La harpe joue un rôle important dans la culture africaine. Qu’elle soit instrument de cour, comme ce fut le cas en Ouganda, investie d’un rôle reconnu au sein de la société, comme au sein du peuple zande, ou d’une fonction rituelle et religieuse, comme au Gabon, elle s’est essentiellement développée au sein des traditions musicales de plusieurs pays d’Afrique centrale.
L’exposition s’attache à suivre cet instrument à travers les pays baignés par les grands fleuves africains et à présenter la diversité et les différents rôles que joue la harpe dans ces contrées. On pourra ainsi admirer une centaine de harpes, dont certaines, agrémentées de surprenantes têtes sculptées, témoignent de traditions et de coutumes ancestrales. Les instruments, provenant de musées et de collections privées, sont présentés avec des objets usuels issus de plusieurs pays d’Afrique.
Les origines de la harpe se situent en Asie mineure à l’époque des premières dynasties sumériennes. L’existence de harpes arquées élaborées, dès la première moitié du IIIe millénaire, laisse supposer que l’instrument avait déjà traversé une longue période de développement. La harpe arquée (au manche recourbé) est jouée horizontalement ou verticalement, parfois avec un plectre.
Elle semble coexister à la même époque en Egypte pendant l’Ancien Empire et se développera par la suite durant le Moyen et le Nouvel Empire en une grande variété de formes aux proportions parfois imposantes. Pendant la Basse-Epoque, les manches, plus ou moins arqués, sont quelquefois ornés d’une tête sculptée à leur extrémité supérieure.
La harpe est également présente dans les îles cycladiques dans le courant du IIIe millénaire. Quelques rares petites figurines de marbre retrouvées sur les îles de Keros, Thera et Naxos représentent des harpistes assis jouant une harpe triangulaire dont la structure est fort différente des harpes arquées sumériennes ou égyptiennes de la même époque.
Le massif de l’Ennedi, situé au nord-est du Tchad, est riche en gravures et peintures rupestres dont les plus anciennes remontent au IVe millénaire. La variété des styles et des scènes figurées permet de situer la chronologie des différentes périodes ; la représentation de plusieurs harpistes sur des peintures datant de la période bovidienne récente (premier millénaire) atteste de l’existence reculée de la harpe arquée dans cette région de l’Afrique saharienne.

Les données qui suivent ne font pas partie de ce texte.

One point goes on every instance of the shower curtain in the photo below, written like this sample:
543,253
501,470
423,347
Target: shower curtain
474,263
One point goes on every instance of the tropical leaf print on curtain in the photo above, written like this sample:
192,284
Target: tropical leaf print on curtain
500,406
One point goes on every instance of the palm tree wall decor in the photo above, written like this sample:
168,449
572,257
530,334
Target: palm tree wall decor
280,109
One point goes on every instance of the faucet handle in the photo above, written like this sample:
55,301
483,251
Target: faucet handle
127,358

L’imaginaire médiéval se représente l’Afrique comme un continent fantasmatique, peuplé de créatures monstrueuses et surnaturelles. La légende du prêtre Jean, selon laquelle le roi des rois habite au coeur de l’Afrique dans un palais de cristal regorgeant de richesses, alimente curiosité et convoitise.
C’est en 1482, alors qu’il longeait la côte occidentale de l’Afrique, que Diego Cão, capitaine de marine portugais, franchit l’équateur et découvre l’embouchure d’un immense fleuve, le fleuve Congo qui, « sur un espace de vingt lieues, conserve son eau douce, sans qu’enserrent de part et d’autre viennent s’y mêler ».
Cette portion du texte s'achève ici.